Ho avuto il privilegio di conoscere Elia, uno dei ragazzi di Cortocircuito, e partecipare a qualche evento con lui. E me lo ricordo bene il suo viso con il sorriso di chi sa di fare le cose giuste e si rende conto di poter essere portatore di cambiamento. Per questo vale la pena leggersi l’articolo di Claudio Del Frate per il Corriere della Sera. E farne un esempio. Eccolo qui:

 

Tutto cominciò con un gruppo di studenti liceali che giravano armati di videocamera ponendo domande tanto candide quanto impertinenti: «Scusi, lei lo sa che Tizio è ritenuto vicino a famiglie della ‘ndrangheta?». E’ andata a finire che pochi giorni fa una sentenza del Consiglio di Stato ha confermato lo scioglimento del Comune di Brescello, in provincia di Reggio Emilia, per infiltrazioni mafiose. E i giudici, nelle loro motivazioni, danno atto che a scoperchiare il pentolone del malaffare era stata anche la videoinchiesta confezionata da quegli studenti animati da passione civile e curiosità. Il loro lavoro è finito infatti prima agli atti della maxi inchiesta «Aemilia», sul business dei clan calabresi tra Reggio, Modena e Bologna e ora nel fascicolo che ha sciolto il comune di Brescello e tolto la fascia tricolore al sindaco Marcello Coffrini, del Pd.

 

Tutti i favori alle famiglie

 

Brescello, noto al mondo per essere il borgo dove Guareschi ambientò le vicende di Peppone e don Camillo, si sarebbe risparmiato il triste primato di essere il primo comune dell’Emilia a essere esautorato per via dei condizionamenti subiti dalla malavita organizzata. Le carte esaminate dal Consiglio di Stato fanno riferimento a una dozzina di elementi che hanno condotto alla sentenza: varianti al prg richieste da ditte a cui non era stata chiesta l’informativa antimafia, l’assunzione di personaggi «legati a vario titolo a esponenti» delle cosche, l’affidamento di appalti a ditte poi raggiunte da interdittive antimafia, minacce a politici locali, sussidi sociali concessi a «soggetti controindicati». Ma al primo posto (almeno in ordine cronologico) figurano «le dichiarazioni e il comportamento del sindaco in occasione di una intervista alla tv web». Quest’ultima altro non è che un lungo colloquio concesso ai giovani dell’associazione antimafia «Cortociruito» composta da liceali e universitari di Reggio Emilia.

 

Un’onda che arriva fino in Germania

 

Elia Minari, 22 anni, oggi studente di giurisprudenza a Bologna, è stato uno degli autori di quel documentario amatoriale e all’inizio pubblicato (era l’agosto del 2014) senza troppe pretese su Youtube. «All’inizio siamo stati bersaglio di insulti, denigrazione, persino di una manifestazione di piazza ma oggi le cose sono cambiate – commenta Elia facendo un bilancio della sua esperienza -. Allora c’era chi sottovalutava o negava la presenza della ‘ndrangheta nella zona di Reggio Emilia, oggi nessuno la può negare.
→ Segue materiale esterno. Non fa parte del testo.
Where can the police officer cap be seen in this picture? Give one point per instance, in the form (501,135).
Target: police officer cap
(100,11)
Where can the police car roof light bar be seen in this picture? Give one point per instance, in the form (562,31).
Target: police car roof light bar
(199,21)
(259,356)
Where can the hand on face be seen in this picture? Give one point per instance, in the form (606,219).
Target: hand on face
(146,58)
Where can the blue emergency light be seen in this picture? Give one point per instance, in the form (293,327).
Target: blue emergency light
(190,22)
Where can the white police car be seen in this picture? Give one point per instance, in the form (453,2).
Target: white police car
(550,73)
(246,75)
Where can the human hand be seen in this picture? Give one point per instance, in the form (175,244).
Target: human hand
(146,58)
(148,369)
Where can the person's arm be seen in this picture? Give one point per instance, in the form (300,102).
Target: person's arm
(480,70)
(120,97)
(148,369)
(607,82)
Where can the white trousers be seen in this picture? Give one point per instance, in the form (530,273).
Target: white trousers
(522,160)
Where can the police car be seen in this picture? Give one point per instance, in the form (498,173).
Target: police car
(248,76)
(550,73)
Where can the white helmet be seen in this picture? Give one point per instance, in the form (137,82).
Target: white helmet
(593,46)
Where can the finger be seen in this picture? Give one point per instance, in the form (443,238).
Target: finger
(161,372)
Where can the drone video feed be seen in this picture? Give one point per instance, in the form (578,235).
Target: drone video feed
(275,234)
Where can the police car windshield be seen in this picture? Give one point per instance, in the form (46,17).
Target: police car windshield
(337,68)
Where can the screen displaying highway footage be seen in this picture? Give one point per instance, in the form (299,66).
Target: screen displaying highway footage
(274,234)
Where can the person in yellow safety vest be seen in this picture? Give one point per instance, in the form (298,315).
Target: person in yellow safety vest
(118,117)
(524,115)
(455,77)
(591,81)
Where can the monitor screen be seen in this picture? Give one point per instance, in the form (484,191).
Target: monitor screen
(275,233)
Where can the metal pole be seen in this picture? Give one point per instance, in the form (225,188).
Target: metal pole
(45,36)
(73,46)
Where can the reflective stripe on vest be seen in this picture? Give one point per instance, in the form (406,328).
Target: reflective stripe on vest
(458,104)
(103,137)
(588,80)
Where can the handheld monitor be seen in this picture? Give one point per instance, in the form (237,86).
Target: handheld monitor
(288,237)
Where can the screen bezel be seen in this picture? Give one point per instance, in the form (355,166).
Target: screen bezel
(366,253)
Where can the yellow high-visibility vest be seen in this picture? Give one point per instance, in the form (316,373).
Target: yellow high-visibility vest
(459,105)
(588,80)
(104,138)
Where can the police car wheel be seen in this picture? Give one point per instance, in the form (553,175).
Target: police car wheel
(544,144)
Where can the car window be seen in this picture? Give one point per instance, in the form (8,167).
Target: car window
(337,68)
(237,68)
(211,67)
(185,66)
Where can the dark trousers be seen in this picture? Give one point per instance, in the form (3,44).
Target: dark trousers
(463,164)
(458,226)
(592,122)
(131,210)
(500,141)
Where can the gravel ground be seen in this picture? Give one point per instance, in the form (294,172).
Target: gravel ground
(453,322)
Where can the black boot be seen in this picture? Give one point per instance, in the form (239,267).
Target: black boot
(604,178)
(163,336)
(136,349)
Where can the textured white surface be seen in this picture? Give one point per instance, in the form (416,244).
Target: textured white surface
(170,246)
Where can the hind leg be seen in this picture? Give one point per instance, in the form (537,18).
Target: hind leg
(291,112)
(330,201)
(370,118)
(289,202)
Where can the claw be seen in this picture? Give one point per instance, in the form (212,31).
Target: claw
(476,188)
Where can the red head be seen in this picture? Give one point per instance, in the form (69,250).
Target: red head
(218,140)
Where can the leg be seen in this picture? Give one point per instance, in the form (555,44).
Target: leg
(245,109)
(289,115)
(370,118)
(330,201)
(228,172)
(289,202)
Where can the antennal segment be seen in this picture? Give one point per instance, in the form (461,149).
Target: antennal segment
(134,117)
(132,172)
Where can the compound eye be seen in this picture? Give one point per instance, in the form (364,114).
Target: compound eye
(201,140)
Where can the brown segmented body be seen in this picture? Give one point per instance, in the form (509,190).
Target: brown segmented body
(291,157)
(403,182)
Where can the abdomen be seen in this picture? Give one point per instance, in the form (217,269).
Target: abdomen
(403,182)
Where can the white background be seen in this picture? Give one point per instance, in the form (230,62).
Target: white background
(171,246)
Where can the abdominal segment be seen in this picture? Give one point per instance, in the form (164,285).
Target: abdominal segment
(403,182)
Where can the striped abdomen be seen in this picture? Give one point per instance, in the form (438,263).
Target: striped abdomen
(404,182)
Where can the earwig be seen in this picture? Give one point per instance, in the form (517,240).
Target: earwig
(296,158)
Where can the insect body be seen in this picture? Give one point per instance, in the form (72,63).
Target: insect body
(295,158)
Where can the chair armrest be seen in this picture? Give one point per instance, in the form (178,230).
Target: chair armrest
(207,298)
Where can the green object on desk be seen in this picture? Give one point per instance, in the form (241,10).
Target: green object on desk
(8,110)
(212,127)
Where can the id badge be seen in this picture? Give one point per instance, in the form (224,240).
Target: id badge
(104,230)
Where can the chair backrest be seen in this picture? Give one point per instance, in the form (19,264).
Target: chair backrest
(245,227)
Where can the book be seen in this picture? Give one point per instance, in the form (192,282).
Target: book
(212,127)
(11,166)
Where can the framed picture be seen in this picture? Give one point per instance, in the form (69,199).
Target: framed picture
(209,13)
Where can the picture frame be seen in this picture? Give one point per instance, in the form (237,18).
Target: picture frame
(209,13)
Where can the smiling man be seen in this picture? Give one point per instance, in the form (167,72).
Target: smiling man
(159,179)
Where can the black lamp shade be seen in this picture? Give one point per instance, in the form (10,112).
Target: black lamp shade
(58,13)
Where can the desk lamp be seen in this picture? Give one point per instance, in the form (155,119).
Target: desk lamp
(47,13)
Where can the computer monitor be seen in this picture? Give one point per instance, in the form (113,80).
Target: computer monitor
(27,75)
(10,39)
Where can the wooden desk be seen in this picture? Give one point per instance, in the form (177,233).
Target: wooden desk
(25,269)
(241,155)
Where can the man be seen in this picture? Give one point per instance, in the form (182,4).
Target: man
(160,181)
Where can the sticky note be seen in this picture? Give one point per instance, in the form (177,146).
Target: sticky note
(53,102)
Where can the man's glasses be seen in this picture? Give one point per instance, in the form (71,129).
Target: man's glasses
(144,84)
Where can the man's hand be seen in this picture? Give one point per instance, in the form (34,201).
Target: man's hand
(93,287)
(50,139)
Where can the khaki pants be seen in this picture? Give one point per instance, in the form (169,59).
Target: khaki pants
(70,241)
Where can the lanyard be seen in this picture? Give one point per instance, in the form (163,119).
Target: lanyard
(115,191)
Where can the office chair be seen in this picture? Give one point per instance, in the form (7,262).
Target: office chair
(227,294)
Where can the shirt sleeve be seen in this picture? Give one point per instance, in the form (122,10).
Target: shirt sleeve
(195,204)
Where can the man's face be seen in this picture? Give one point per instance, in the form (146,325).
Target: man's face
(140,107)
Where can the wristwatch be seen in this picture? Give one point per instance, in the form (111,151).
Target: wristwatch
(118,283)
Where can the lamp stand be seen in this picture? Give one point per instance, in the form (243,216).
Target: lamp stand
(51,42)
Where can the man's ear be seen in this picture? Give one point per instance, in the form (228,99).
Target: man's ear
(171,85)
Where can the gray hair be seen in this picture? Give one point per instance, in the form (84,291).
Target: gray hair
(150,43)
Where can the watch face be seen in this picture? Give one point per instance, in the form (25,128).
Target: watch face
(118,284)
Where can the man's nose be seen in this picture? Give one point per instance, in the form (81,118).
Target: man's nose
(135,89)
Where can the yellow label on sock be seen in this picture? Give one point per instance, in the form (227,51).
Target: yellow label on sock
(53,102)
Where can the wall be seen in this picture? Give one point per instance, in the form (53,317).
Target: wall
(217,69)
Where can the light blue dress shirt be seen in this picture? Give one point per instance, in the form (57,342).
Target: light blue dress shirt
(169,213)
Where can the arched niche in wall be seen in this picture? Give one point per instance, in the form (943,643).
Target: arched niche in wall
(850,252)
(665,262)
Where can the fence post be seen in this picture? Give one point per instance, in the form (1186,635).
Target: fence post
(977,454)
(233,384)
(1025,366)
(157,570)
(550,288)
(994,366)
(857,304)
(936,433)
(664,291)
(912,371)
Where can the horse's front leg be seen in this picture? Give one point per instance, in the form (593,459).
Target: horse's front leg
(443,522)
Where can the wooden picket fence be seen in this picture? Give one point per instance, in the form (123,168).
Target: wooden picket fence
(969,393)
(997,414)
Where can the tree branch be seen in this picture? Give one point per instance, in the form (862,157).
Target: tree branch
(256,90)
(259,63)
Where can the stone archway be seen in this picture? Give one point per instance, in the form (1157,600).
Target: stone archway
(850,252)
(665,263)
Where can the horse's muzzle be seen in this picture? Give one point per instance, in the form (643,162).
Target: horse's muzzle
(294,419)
Ci sono le sentenze che parlano». Elia ha appena pubblicato un libro («Guardare la mafia negli occhi», Rizzoli) viene invitato nei Comuni, nelle università, persino in Germania e in altri paesi esteri a raccontare la sua parabola e a spiegare come sia pericoloso rimuovere il problema, specie nei luoghi dove la presenza mafiosa appare sfumata.

 

«Mafia? Non rispondo»

 

Ma cosa aveva detto davanti alla videocamere il sindaco di Brescello tanto da suscitare un simile vespaio? Che secondo lui Franco Grande Aracri, personaggio al centro dell’inchiesta «Aemilia» era una persona educata e per bene, di basso profilo e che contaminazioni mafiose in quel territorio non erano percepibili. Le inchieste hanno poi raccontato tutta un’altra storia, il cui filo è ripreso ora dalla sentenza del Consiglio di Stato. Che valorizza il lavoro di Elia e di «Cortocircuito». «L’atteggiamento di chiusura e sospetto – scrivono i giudici – non viene affermato sic et simpliciter ma si richiama alla reazione avuta da alcuni cittadini intervistati nel corso del servizio giornalistico i quali – solo a sentire nominare la parola mafia o il nome del condannato per reati di mafia residente in paese, hanno dichiarato di non voler rispondere».

 

Il boss? «Molto composto ed educato»

 

Si entra poi nel vivo delle frasi rilasciate dal sindaco ai ragazzi.«Sul punto – ecco un altro passaggio del verdetto – non è in alcun modo credibile che il primo cittadino vissuto e cresciuto a Brescello non fosse informato sulle vicende giudiziarie di Grande Aracri trattandosi di persona più che nota nel contesto locale. Le dichiarazioni del sindaco e in particolare le definizioni della persona come soggetto “sempre molto composto, educato, sempre vissuto a basso livello” sono da considerarsi senz’altro gravi e dimostrano scarsa sensibilità riguardo alla presenza della criminalità organizzata sul territorio comunale». Ma in più egli «nega consapevolmente tale fenomeno come dimostrano le risposte da lui date alla domanda se la criminalità organizzata costituisse un problema reale nel comune di Brescello».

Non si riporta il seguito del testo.